By Jill Zahniser
Suffragist, international organizer, author.
Doris Stevens was born in Omaha, Nebraska to staunchly Republican middle-class parents of Dutch-English ancestry. Outgoing and charismatic, she graduated from Omaha High School and went on to Oberlin College, where she discovered the woman suffrage cause. Stevens met Alice Paul while participating in a summer 1913 political event in Washington, DC organized by the Congressional Union for Woman Suffrage (CU). She quickly became a valued member of Paul's team, both as a paid organizer and as an administrator. In 1914, she opened a Newport, Rhode Island office for the CU and, during that time, met Alva Vanderbilt Belmont, a key patron of the CU, and quietly began to work for Belmont while she simultaneously worked for Paul. Stevens was one of the most effective CU organizers for Paul's 1914 and 1916 western election campaigns though, like most in the suffrage ranks, she was not immune from elitist and racist convictions. In her suffrage work she exhibited tremendous enthusiasm, sometimes so depleting herself with work that she was forced at times into weeks of recuperation.

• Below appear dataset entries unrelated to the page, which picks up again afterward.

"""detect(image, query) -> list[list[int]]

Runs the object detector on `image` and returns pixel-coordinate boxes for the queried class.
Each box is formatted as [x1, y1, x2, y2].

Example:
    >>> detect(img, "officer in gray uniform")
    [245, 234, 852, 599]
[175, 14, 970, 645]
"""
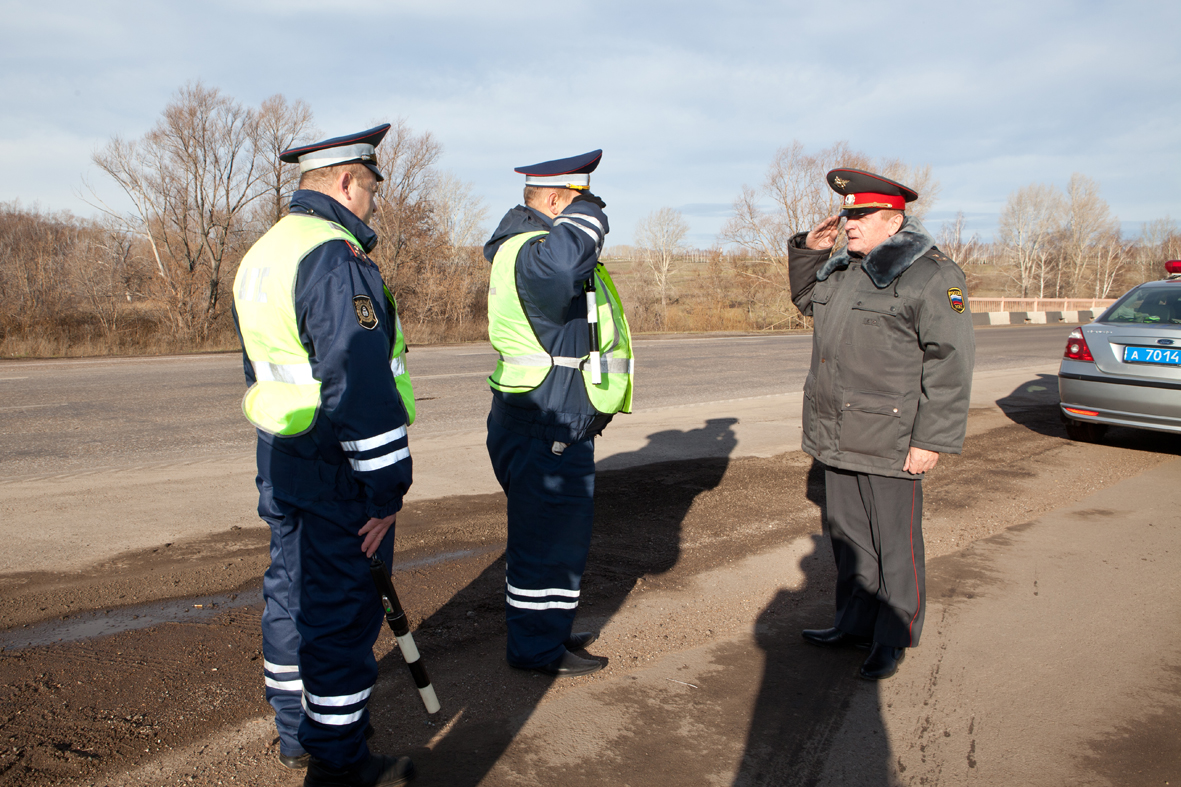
[788, 168, 974, 680]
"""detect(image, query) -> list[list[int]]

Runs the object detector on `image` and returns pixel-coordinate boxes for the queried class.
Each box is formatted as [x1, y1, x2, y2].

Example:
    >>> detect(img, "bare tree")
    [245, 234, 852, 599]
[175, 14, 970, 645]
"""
[1163, 222, 1181, 262]
[997, 183, 1066, 297]
[721, 141, 862, 263]
[92, 82, 266, 338]
[870, 157, 940, 221]
[1138, 217, 1181, 282]
[936, 212, 982, 267]
[430, 171, 488, 254]
[1063, 173, 1117, 297]
[718, 142, 847, 328]
[719, 141, 939, 328]
[10, 86, 510, 352]
[72, 222, 139, 337]
[635, 207, 689, 327]
[369, 119, 444, 287]
[0, 203, 78, 329]
[407, 171, 489, 333]
[254, 95, 317, 228]
[1094, 229, 1133, 298]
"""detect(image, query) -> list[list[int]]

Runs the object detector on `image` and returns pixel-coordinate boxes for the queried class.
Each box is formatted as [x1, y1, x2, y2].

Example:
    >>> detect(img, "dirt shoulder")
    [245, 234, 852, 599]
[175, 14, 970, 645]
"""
[2, 397, 1178, 786]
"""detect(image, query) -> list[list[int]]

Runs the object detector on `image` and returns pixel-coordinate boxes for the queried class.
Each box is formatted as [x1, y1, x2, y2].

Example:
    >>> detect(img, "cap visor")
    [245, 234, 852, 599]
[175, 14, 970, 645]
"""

Stevens maintained her commitment until suffrage was won. She was arrested after picketing the White House on July 14, 1917 and spent three days in the Occoquan Workhouse, Lorton, VA before being pardoned by President Woodrow Wilson. During the ratification campaign for the 19th Amendment, at Paul's behest, Stevens began research on an account of the National Woman's Party, using the party's extensive files and conversations with participants. Jailed for Freedom became the first published account of the last years of the suffrage campaign, published in September 1920, one month after the Nineteenth Amendment became the law of the land.
After the suffrage victory, Stevens continued to explore new cultural as well as political frontiers. She aligned herself after 1920 with a circle of radicals centered in New York City, including former CU activist Crystal Eastman and poet Edna St. Vincent Millay. After several extramarital relationships, she married and divorced Dudley Field Malone and later married Jonathan Mitchell. She continued to work for Belmont and for the NWP as the organization focused on the Equal Rights Amendment and international work on equal rights for women. In 1928, she became the first chair of an Inter-American Commission on Women created as a result of NWP organizing efforts. Her international work continued into the 1930s, despite a break with Alice Paul. According to Stevens, Paul convinced Alva Belmont to bequeath $50,000 to the NWP that had been designated for Stevens. After Belmont's death in 1933, Stevens filed suit when she found herself cut out of the will; she eventually settled for $12,000. Her break with Paul was completed when, in 1946, she joined a successful lawsuit contesting the NWP leadership. By this time, Stevens had turned to writing and composing, though she continued on the NWP National Council and as vice-president of the Lucy Stone League until her death from a stroke in New York City on March 22, 1963.
The Doris Stevens Papers are housed at the Schlesinger Library on the History of Women in America, Radcliffe Institute, Harvard University, Cambridge, Massachusetts. The collection includes personal and professional papers (among them correspondence, diaries, financial and legal records), photographs, audiotapes, memorabilia, and original scores. The finding aid features a detailed chronology of Stevens's personal and professional life and a list of her published books and articles. Stevens's insider account of the suffrage campaign of the National Woman's Party, Jailed for Freedom, contains some information about her introduction to and work for Alice Paul. Mary K. Trigg's Feminism as Life's Work: Four Modern American Women through Two World Wars (Rutgers University Press, 2014) is the only lengthy biographical account of Stevens's life and work. An obituary appeared in the New York Times on March 25, 1963.